Bu kısa hatırlatmanın ardından Fransa’ya dönersek, Fransa İçişleri Bakanlığı’nın “Dinler Bürosu”ndan yetkililerin çabasıyla oluşturulan yapının önceliğinin Fransızların güvenliği olduğunun altını çizelim. Şöyle ki, bu büroda yıllarca çalışan bir Fransız yetkiliyle yıllar önce yaptığım sohbette, o yıllarda Londra’da yaşayan Raşid Gannuşi’yi bile adım adım izlediklerini anlatmıştı. “Gizlice üç kez Fransa’ya gelmişti. Özel nedenler dolayısıyla geldiği için kendisini yakından izledik ama bir işlem yapmadık” demişti Fransa İçişleri Bakanlığı yetkilisi Bernard Godard bu sohbette. Tunus Ennahda Hareketi’nin liderini işte böyle kontrol altında tutarak “ülke güvenliğine halel gelmesine” engel olmuştu Fransız yetkililer.

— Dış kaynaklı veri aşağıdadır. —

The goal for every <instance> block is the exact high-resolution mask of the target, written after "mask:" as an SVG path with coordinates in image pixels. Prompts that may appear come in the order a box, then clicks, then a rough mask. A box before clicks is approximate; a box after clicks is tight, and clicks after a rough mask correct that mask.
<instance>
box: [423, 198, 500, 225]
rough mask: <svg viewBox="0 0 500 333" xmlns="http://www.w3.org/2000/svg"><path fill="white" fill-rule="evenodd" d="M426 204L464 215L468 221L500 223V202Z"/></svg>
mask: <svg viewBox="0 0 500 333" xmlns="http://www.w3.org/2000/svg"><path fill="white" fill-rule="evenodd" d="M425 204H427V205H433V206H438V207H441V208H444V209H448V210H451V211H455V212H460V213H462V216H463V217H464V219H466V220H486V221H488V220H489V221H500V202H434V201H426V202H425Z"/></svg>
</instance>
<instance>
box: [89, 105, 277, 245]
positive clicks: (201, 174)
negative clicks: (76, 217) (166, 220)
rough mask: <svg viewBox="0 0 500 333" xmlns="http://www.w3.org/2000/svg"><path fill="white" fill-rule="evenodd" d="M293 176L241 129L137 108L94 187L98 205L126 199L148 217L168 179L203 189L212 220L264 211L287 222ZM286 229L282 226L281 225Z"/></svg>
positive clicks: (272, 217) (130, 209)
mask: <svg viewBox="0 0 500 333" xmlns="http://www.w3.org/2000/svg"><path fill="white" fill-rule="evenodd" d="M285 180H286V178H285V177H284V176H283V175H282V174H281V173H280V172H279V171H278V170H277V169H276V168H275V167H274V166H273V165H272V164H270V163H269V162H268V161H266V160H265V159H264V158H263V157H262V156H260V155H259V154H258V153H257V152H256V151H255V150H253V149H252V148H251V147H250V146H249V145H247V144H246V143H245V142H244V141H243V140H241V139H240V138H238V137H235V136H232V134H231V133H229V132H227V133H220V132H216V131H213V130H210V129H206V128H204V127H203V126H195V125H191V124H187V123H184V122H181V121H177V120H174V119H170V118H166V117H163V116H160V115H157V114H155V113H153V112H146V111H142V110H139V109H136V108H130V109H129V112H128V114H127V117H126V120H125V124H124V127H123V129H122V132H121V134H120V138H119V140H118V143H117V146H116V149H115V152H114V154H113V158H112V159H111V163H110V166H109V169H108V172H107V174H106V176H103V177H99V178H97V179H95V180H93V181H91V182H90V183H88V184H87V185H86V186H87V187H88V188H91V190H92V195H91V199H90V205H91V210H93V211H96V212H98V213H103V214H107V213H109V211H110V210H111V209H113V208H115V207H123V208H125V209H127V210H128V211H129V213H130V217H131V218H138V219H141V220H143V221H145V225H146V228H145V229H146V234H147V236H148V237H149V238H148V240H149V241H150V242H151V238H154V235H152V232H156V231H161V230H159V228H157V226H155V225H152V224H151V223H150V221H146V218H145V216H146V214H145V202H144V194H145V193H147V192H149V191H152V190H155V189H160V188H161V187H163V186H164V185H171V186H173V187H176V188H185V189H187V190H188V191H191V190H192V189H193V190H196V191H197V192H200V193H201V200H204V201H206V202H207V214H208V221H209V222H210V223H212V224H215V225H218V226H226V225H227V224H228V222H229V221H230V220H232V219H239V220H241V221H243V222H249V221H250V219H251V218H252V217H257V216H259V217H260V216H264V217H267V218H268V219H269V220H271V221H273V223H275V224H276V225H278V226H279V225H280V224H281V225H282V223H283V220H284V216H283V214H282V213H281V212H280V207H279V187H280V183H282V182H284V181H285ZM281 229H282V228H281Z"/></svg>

Bu çerçevede yıllarını harcamış(!) uzmanların kurduğu Fransa İslam Konseyi’nde Fransa’nın resmi görüşü ve gözü gibi koruduğu laiklik ilkesine aykırı tek bir adımın bile atılması beklenemezdi ve atılmadı da neticede.
Avrupa Parlamentosu seçimlerinin sonucuyla açık bir şekilde ortaya çıkan ve Avrupa’da artık kendisinden başka hiçbir kimliğe tahammül edemeyen damar, Fransa’daki Müslümanlarda ilginç bir refleks yarattı. Belçika’da bir Yahudi Müzesi’ne yönelik olarak gerçekleşen ve dört kişinin hayatını kaybettiği saldırının arkasından da Fransız pasaportlu bir Müslüman’ın çıkması üzerine bu refleks ilginç bir metne dönüştü.
Kendi aralarında bile yeterince tartışmadan, İslam Konseyi üyelerine bile değişiklikleri bildirmeden bir manifesto yayınladı Fransa İslam Konseyi. Avrupa’nın en kalabalık Müslüman’a ev sahipliği yapan ve de aşırı sağın en çok arttığı ülke olan Fransa’daki 5 milyon Müslüman’ı temsil ettiği iddiasındaki Fransa İslam Konseyi’nin “Fransa Müslümanları Vatandaşlık Konvansiyonu” başlıklı 19 maddeden oluşan bildirisi Stockholm Sendromu’nun sosyolojik olarak vücut bulmuş halidir.
Bırakın Müslümanları, ülkedeki yabancılar için tek kelime hak talep etmeyen bu bildiride, Müslümanların kutsal kitabında çok açık bir şekilde belirtilmiş konular tartışmaya açılarak, gelecekteki Müslüman karşıtı girişimler için uygun zemin yaratılmaktadır. İşte bu nedenle önceki gün STAR gazetesinde detaylarını okuduğunuz bildiri, Avrupa’da yaşayan yabancıların ve farklı kimliklerin reflekslerine ilişkin ibretlik bir örnek teşkil etmektedir.